Cette évolution permet de comprendre pourquoi la natalité est restée plutôt élevée en France dans l’après-guerre par rapport à ses voisins, en raison de sa croissance économique plus lente qui a permis d’éviter un conflit social brutal, mais cela ne permet pas d’expliquer la chute récente de la natalité, alors que la croissance économique française demeure atone. Cependant, la clé du raisonnement ne réside pas dans la vitesse de la croissance économique, mais dans le différentiel entre conditions économiques et normes sociales de genre. Or, il se peut que l’on vive aujourd’hui une période de changement social très rapide et très genré.

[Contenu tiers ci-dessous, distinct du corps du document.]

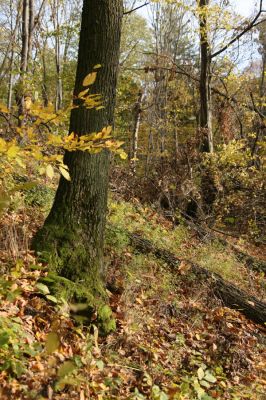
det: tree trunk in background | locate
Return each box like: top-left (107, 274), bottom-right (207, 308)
top-left (131, 91), bottom-right (144, 175)
top-left (199, 0), bottom-right (213, 153)
top-left (16, 0), bottom-right (30, 120)
top-left (53, 0), bottom-right (63, 112)
top-left (33, 0), bottom-right (123, 310)
top-left (42, 39), bottom-right (49, 107)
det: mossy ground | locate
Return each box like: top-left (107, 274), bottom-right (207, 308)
top-left (0, 195), bottom-right (265, 400)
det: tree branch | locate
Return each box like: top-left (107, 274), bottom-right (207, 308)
top-left (211, 0), bottom-right (264, 58)
top-left (123, 1), bottom-right (150, 15)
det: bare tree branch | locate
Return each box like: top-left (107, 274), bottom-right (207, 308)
top-left (211, 0), bottom-right (265, 58)
top-left (123, 1), bottom-right (150, 15)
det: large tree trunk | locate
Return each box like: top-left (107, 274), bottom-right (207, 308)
top-left (33, 0), bottom-right (123, 310)
top-left (199, 0), bottom-right (213, 153)
top-left (130, 234), bottom-right (266, 326)
top-left (131, 90), bottom-right (144, 175)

La « divergence des genres » entre des femmes de plus en plus progressistes et des hommes de plus en plus conservateurs a d’ailleurs fait la une de nombreux médias internationaux. Aux Etats-Unis, en 2024, le vote pour le candidat républicain, Donald Trump, fut majoritaire parmi les hommes de 18 ans à 29 ans, alors que les jeunes sont traditionnellement démocrates et que les femmes du même âge ont voté majoritairement pour Kamala Harris, élargissant un écart historique entre le vote suivant le genre au sein d’une même génération.
En France aussi, l’écart se creuse dans les préférences politiques des jeunes hommes et des jeunes femmes, particulièrement chez les très jeunes. Ainsi, l’attrait de l’extrême droite chez des jeunes est très prononcé chez les garçons. Selon un sondage Ipsos dans le cadre des élections européennes de 2024, 49 % des hommes de 18-19 ans déclaraient leurs intentions de vote pour le Rassemblement national, contre 26 % des femmes du même âge, et entre 21 % et 34 % chez les hommes de 20-25 ans ; 22 % des femmes de 18-19 ans déclaraient leur intention de voter pour La France insoumise, en hausse de 8 points par rapport à leurs aînées de 24-25 ans. Les raisons profondes de cette divergence font débat et le rôle des réseaux sociaux et des influenceurs masculinistes est montré du doigt. De quoi alimenter les débats sur l’interdiction de ce ces réseaux aux plus jeunes.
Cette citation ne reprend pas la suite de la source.